When I criticize my beloved country, do not take me for one of them. In the words of Confucius, "One cannot be loyal to the sovereign without admonishing him."

2 comments:

MadMonarchist said...

It seems to be common, inside the US and outside the US that a great many think there are only two possible options: America is absolutely blameless or America is guilty of everything.

ZAROVE said...

I have the same problem as you. People have no actual understanding of my politician leanings, and assume I'm either hard left, or else insane. My overall values conflict with the died-in-the-wool American conservatives, because they tend to look with fondness on the American Founding Fathers and Revolution, that I claim was a mistake, leading them to, ironically, place me in the liberal category. This is Ironic since the left is far more interested in Revolutionaries and praises societies based on the abolition of class systems and traditional values, which I obviously fight for. I can't be liberal, and cant be on the left, simply because I don't want to see a workers revolution that ends the existence of a capitalist upper class. I want to revert back to having an aristocratic upper class, and focus on family values, tradition, and duty, which are considered conservative.
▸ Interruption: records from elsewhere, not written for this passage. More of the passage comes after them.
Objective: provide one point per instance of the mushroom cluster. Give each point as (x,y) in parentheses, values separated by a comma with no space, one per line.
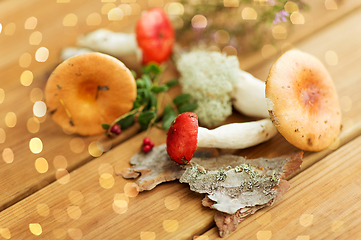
(88,90)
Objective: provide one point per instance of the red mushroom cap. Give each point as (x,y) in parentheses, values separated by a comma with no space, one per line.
(182,137)
(155,36)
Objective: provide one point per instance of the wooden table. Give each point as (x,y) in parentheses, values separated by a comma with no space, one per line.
(57,185)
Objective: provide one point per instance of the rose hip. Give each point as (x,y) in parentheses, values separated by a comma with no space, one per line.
(115,129)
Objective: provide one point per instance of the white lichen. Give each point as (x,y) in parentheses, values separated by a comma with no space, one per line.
(209,77)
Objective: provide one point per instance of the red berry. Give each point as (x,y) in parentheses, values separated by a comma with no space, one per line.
(116,129)
(146,141)
(147,148)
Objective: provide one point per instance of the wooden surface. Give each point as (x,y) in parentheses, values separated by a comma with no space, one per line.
(91,202)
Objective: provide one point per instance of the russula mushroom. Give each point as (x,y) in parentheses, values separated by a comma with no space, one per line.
(303,101)
(88,90)
(184,136)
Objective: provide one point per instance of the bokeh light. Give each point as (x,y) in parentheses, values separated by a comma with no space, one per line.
(115,14)
(42,54)
(36,145)
(39,109)
(77,145)
(8,155)
(107,7)
(155,3)
(249,13)
(31,23)
(264,235)
(2,135)
(170,225)
(36,94)
(41,165)
(26,78)
(36,229)
(199,21)
(10,119)
(60,162)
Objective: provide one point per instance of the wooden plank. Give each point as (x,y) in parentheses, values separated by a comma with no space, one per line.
(85,180)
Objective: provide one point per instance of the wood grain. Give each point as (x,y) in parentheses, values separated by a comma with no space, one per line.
(83,206)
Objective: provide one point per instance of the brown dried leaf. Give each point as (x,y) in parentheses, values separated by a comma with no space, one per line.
(238,187)
(153,168)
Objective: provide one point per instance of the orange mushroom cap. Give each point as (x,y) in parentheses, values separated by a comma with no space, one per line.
(87,90)
(303,101)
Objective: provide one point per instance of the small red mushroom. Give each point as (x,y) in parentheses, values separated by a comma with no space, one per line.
(184,136)
(155,36)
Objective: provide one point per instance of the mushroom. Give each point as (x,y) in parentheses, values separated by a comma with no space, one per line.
(303,101)
(184,136)
(88,90)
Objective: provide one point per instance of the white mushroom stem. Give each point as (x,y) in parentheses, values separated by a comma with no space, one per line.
(248,96)
(237,135)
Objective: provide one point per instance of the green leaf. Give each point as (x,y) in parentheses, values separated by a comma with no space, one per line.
(168,116)
(152,68)
(171,83)
(182,98)
(188,107)
(159,89)
(126,122)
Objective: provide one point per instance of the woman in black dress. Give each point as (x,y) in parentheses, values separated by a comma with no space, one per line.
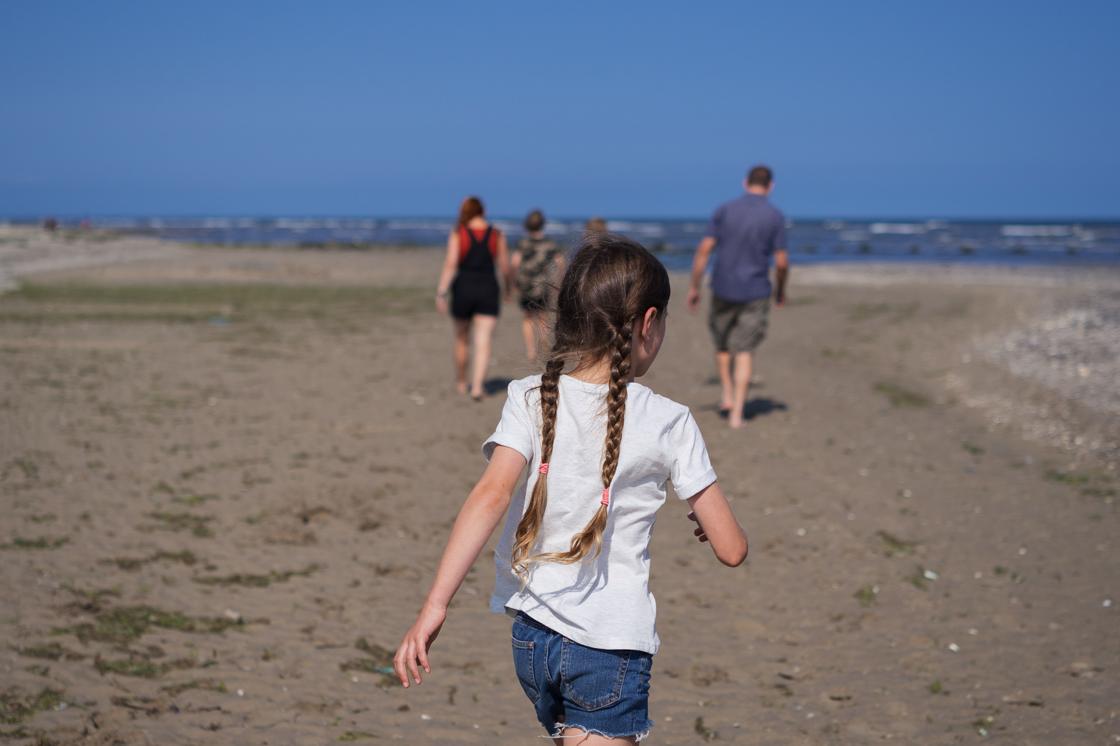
(468,287)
I simply don't think elections and voting for our leaders yields us a good selection of leaders or is particularly wise as a form of Governance.

As a Monarchist and American myself, I understand the confusion, and it is precisely because of the veneration of "Our Founding Fathers" and how we link this to the conservative cause, and anything critical of them is linked to the left which without fail hates America, blames America with all the evil in the world, and seeks a peoples socialist republic.

I don't want America turned into a radical leftist dictatorship though. I just don't want it transformed into a rightest one either.

People have hard time grasping this though because Humans are surprisingly Binary. In the past we'd have been on one side and they the other. Loyalist VS Patriot, or more generally Monarchist VS Republican.

Nowadays, everyone has embraced Democracy and its a settled matter, and so its Conservative VS Liberal, with no alternative. As Humans we tend to divide things into easy, even categories and see things as two sided, as this makes it easier to understand the issues, by placing things in two camps. When somethings doesn't fit into those categories, its just not well understood.

I know this is cold comfort, but I am with you on this.

Also, sorry for not often responding. College calls.